Dogs are another issue the Blue Mountain Nordic Club is confronting. The club allows the use of dogs only on the Roller Coaster and I Scream trails, said Bruce Johnson of the Blue Mountain Nordic Club.
Trail system offers diverse terrain
The Meacham Divide Ski Area, which opened about 10 years ago, has about 15 miles of trails. Listed below are brief descriptions of some of them.
Canines are not allowed on the other trails for safety reasons and because their paw prints break up the even surface skiers using the skating technique like, said Ann March of the Blue Mountain Nordic Club.
Meacham Divide will continue to be groomed until the club exhausts its budget. In 2008 the club had to stop grooming in February after running short of funds. This was unfortunate since snow continued falling at Meacham Divide through the spring.
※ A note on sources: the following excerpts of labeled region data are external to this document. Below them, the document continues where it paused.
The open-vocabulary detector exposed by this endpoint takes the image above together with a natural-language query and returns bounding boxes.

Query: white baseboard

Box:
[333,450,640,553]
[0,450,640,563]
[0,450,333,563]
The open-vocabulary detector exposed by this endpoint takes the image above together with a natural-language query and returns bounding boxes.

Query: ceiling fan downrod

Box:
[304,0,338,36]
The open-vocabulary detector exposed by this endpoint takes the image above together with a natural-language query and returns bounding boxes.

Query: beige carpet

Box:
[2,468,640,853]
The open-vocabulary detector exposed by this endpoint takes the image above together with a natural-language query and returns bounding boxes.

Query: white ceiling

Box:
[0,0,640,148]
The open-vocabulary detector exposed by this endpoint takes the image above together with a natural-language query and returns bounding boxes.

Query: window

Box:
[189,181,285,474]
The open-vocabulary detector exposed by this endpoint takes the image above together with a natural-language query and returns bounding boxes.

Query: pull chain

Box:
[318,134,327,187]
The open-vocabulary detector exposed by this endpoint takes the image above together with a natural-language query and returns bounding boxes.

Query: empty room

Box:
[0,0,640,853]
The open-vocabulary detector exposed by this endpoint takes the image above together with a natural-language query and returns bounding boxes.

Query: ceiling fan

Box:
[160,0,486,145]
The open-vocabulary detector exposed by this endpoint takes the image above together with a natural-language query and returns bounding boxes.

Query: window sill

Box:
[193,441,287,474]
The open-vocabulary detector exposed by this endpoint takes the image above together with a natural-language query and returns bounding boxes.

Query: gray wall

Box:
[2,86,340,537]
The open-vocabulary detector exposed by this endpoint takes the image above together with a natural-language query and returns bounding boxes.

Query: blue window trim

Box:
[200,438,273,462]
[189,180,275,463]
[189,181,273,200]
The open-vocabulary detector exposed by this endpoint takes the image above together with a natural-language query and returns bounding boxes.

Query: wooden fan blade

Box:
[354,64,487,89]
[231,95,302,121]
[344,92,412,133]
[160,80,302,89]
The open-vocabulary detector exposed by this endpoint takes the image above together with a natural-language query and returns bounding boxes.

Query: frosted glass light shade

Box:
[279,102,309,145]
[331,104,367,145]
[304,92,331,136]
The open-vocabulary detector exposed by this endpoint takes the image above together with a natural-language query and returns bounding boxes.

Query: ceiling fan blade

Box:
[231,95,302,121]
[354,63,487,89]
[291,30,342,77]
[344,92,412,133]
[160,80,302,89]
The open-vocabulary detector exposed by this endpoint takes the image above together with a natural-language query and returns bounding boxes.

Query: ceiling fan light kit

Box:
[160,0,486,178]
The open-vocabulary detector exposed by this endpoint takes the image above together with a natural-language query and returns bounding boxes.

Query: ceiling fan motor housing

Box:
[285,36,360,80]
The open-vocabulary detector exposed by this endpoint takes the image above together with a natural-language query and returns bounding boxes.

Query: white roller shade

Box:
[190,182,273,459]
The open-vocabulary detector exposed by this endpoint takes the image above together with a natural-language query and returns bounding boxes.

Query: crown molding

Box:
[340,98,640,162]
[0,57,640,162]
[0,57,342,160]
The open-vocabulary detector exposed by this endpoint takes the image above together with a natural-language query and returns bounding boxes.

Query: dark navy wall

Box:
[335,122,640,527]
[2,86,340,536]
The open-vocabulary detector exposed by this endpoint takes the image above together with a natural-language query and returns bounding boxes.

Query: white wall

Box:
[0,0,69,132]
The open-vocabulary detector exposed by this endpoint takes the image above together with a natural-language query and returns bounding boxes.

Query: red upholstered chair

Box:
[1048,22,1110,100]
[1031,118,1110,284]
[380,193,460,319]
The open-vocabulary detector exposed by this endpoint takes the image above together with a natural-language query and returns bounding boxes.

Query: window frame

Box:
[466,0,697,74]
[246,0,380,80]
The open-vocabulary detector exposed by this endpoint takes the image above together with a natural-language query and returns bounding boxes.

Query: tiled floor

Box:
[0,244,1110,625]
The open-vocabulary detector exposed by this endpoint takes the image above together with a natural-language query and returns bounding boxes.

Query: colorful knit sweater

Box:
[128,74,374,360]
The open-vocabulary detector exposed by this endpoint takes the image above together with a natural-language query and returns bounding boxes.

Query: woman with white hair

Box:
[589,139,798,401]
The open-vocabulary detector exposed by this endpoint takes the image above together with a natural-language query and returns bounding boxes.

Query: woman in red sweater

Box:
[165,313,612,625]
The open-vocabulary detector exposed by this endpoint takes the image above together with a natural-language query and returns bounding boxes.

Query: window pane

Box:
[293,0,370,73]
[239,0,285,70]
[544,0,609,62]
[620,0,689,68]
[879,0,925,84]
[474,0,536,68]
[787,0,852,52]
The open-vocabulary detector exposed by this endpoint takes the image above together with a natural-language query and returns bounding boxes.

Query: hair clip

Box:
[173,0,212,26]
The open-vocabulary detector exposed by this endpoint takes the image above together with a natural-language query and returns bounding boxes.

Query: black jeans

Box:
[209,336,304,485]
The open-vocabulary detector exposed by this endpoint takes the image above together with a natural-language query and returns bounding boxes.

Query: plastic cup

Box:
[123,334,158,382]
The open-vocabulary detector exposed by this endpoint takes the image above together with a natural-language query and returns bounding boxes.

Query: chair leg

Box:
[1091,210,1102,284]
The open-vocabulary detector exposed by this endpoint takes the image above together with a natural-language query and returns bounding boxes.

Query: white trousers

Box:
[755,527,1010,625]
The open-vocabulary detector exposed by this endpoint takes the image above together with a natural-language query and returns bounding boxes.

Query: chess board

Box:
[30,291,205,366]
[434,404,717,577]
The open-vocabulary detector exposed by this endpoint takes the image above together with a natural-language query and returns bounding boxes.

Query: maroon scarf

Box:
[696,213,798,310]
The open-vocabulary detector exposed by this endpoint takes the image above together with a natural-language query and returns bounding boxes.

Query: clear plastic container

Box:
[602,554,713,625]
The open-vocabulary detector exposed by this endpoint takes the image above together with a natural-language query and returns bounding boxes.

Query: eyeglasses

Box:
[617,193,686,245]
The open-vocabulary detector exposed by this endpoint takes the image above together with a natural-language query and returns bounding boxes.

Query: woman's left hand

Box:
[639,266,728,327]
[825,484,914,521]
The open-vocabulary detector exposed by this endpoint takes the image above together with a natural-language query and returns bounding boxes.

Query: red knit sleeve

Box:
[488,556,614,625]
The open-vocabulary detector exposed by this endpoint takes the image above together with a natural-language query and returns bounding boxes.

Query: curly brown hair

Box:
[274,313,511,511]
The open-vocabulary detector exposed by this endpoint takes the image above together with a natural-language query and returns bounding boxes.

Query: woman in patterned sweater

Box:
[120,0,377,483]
“We could have kept grooming until April if we had more money,’’ Johnson said.
The Blue Mountain Nordic Club gets most of its money from membership fees. Memberships cost $35 a year per person or $50 a family. People can download membership forms at the club’s web site: www.onc.org/bmnordic.
Everyone using Meacham Divide is encouraged to contribute $5 in a donation box at the site. Most of the money raised will be used to operate and maintain the groomer.
The Nordic Club operates Meacham Divide in cooperation with the Umatilla and Wallowa-Whitman national forests and the Oregon Department of Transportation.
Many of the people who use Meacham Divide are from Union County, but there are also numerous individuals from Pendleton, Walla Walla and the Tri-Cities area who ski there.
Everyone coming to Meacham Divide is encouraged to check the Blue Mountain Nordic Club’s web site for the latest on snow and road conditions.
The ski area is situated at an elevation of 4,200 feet, 19 miles west of La Grande. From Interstate 84, take the Summit Road Exit 243. Go north 1.7 miles on the 31 Summit Road and park at the Emily Sno-Park..
An Oregon or Washington Sno-Park parking permit is required.
The ski area begins at the western parking lot. All drivers coming to Meacham Divide should carry traction devices.